Notes from TIFF: Mira Nair’s A Suitable Boy

The six-hour miniseries is a sweeping, sumptuous saga, which has rough, clunky stretches but is ultimately wonderfully satisfying
Notes from TIFF: Mira Nair’s A Suitable Boy

The word 'sprawling' might have been invented specifically to describe Vikram Seth's 1993 novel, A Suitable Boy. The nearly 1500-page book is one of the longest novels ever published. The story, set in 1951-52, traverses several cities in North India while chronicling the fortunes of four large extended families and features more than a hundred characters. As a newly independent nation seeks to forge its destiny, so does a spirited, young woman named Lata whose mother insists on finding her a suitable boy. There is the first bloom of romance here but also horrific communal violence, heartbreak and tragedy. Director Mira Nair and reputed Welsh writer Andrew Davies take on the formidable challenge of cleaving and compressing this into a six-hour miniseries. They deliver a sweeping, sumptuous saga, which has rough, clunky stretches but is ultimately wonderfully satisfying (though I was rooting for a suitor different from the one Lata finally chooses).

A Suitable Boy is the closing presentation of the ongoing Toronto International Film Festival (September 10 to 19) and was available for viewing on the festival's digital platform for 48 hours. I binge-watched because there was no choice but also because I was hooked by the dozens of characters and their tangled lives. The cast is large and exciting – a terrific Ishaan Khatter as the willful, passionate Maan Kapoor plays against the sublime Tabu who is Saeeda Bai, a courtesan who is both poetic and practical. There's Rasika Dugal, Vijay Varma, Vivek Gomber, Ram Kapoor, Vijay Raaz, Randeep Hooda, who mostly has to flaunt his muscles and seduce, and newcomer Danesh Razvi, who has all the makings of a Bollywood hero. And at the center is the sparkling debutant Tanya Maniktala, who plays Lata. We often said about Madhuri Dixit that her smile lit up the screen. Tanya is a direct descendent.

There has been considerable debate about Davies, who earlier adapted Pride and Prejudice and War and Peace for television, whitewashing material that Mira described as 'The Crown in brown.' That doesn't happen because Mira's vision is too strong. In an interview with Variety, she said that by time she got involved, eight scripts had already been written for eight hours, which were then distilled to six. I wonder how differently an Indian writer might have approached the narrative but the storytelling is rooted and authentic. Mira has a great generosity and fluidity with the characters. She isn't afraid of melodrama. A Suitable Boy is 'filmy' in the best sense of the word.

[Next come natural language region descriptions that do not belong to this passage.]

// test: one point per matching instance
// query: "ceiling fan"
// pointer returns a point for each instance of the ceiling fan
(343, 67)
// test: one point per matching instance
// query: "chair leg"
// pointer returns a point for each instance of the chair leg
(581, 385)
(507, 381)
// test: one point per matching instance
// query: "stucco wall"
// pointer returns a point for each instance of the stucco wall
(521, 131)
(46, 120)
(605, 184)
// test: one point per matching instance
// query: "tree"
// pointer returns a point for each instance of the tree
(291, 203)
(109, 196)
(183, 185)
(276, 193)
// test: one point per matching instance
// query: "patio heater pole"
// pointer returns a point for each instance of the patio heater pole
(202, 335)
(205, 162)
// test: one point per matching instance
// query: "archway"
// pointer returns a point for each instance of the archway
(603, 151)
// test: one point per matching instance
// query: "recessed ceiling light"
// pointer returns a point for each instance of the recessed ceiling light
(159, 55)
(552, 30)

The series is mostly English with a smattering of Hindi and Bengali. The language does get in the way – it's odd to see characters in an Indian village speak to each other in English. In some scenes, the dialogue is painfully banal and the accents are decidedly odd. Intriguingly, some of the performances are also broad – Shahana Goswami is lovely as Lata's sexy, scheming sister-in-law but a few moments are so shrill that she seems to have stepped out of some other production. The usually reliable Manoj Pahwa is also a few notches too loud.

I haven't read the book so have no point of comparison but what keeps the series running is high emotion. In stretches, it might feel like a soap opera but the sentiment on screen lands. The characters and the choices they made whirled in my head for days after. I also found pleasure in the sheer beauty of the visuals – production design by Stephanie Carroll and costumes by Arjun Bhasin – and the music by Alex Heffes and Anoushka Shankar.

There is so much to savour here. You can see the series on Netflix India in October.